Llegaba a mediodía, puntualmente, a aquella vieja casa de una plaza que en su centro tenía un transformador disfrazado de farola y alrededor jardines con palmeras. Subía lentamente la escalera, cogido al pasamanos de madera, el mismo que, a hurtadillas, usábamos los niños como tobogán. Eran años difíciles, pero no lo sabíamos, pues a nuestros pocos años creíamos que la vida tenía que ser así y no de otra manera.

El visitante de los viernes nos parecía ancianísimo, aunque puede que fuera solamente mayor y algo deteriorado por las adversidades de la guerra reciente, la falta de familia, la ausencia de trabajo y de recursos. Llevaba un raído abrigo gris, que habría sido elegante, un sombrero de fieltro que levantaba al saludar, lazo de pajarita y un bastón.

Sé que me impresionaban vivamente sus correctos modales de hombre bien educado, su melancólica sonrisa y el gesto agradecido hacia mi madre, jovencísima viuda, que siempre le servía con afecto y respeto un plato de comida y un pedazo de pan.

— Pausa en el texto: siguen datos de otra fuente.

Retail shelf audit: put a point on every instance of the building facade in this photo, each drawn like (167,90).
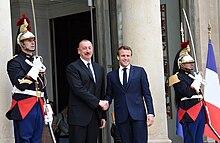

Era, como quien dice, un pobre fijo, como la de los martes, una mujer de edad indefinida, con acento sureño y vestir descuidado, que prefería llevarse un bocadillo destinado a un misterioso aspirante a comensal de su particular afecto. El resto de los días de la semana no solían faltar más pobres eventuales o interinos, que eran siempre atendidos según lo permitía la modestia de una familia a la que el gran conflicto había dañado a fondo.

Con esa especie de instinto selectivo de los niños, a veces algo cruel, recuerdo que sentí más compasión por el pobre del viernes que por la de los martes. Era injusto, lo sé, pero la situación de aquél me parecía aún más dolorosa por haber sido despojado de una vida más próspera y feliz, y que por eso unía a su situación menesterosa el vacío de la ausencia y la amarga añoranza del buen tiempo perdido.

El viento de la vida se llevó aquellos años recios en los que, pese a todo, los niños fuimos felices jugando en plena calle con pelotas de trapo y chapas de cerveza. Y en Navidad y Reyes, contentos con algo de turrón, juguetes de hojalata y revoltijo. La clase media-baja -porque no la había alta-, gente sencilla y además cristiana, había sido en la guerra y después de ella el chivo expiatorio.

Recordaba estos hechos tan pasados -que los chicos de hoy no suelen comprender- porque vuelve a crecer en nuestras calles la mendicidad, aumenta la pobreza vergonzante, un millón de familias ya carece de ingresos porque todos en casa están en paro, los recortes sociales son y serán brutales y el Presidente anuncia que hay por delante cinco años de travesía del desierto, que serán muchos más.

Ahora empieza a estar claro que en las últimas décadas hemos vivido en Jauja, gastando demasiado y disfrutando de un excesivo bienestar a costa de un futuro que nos pasará cuenta.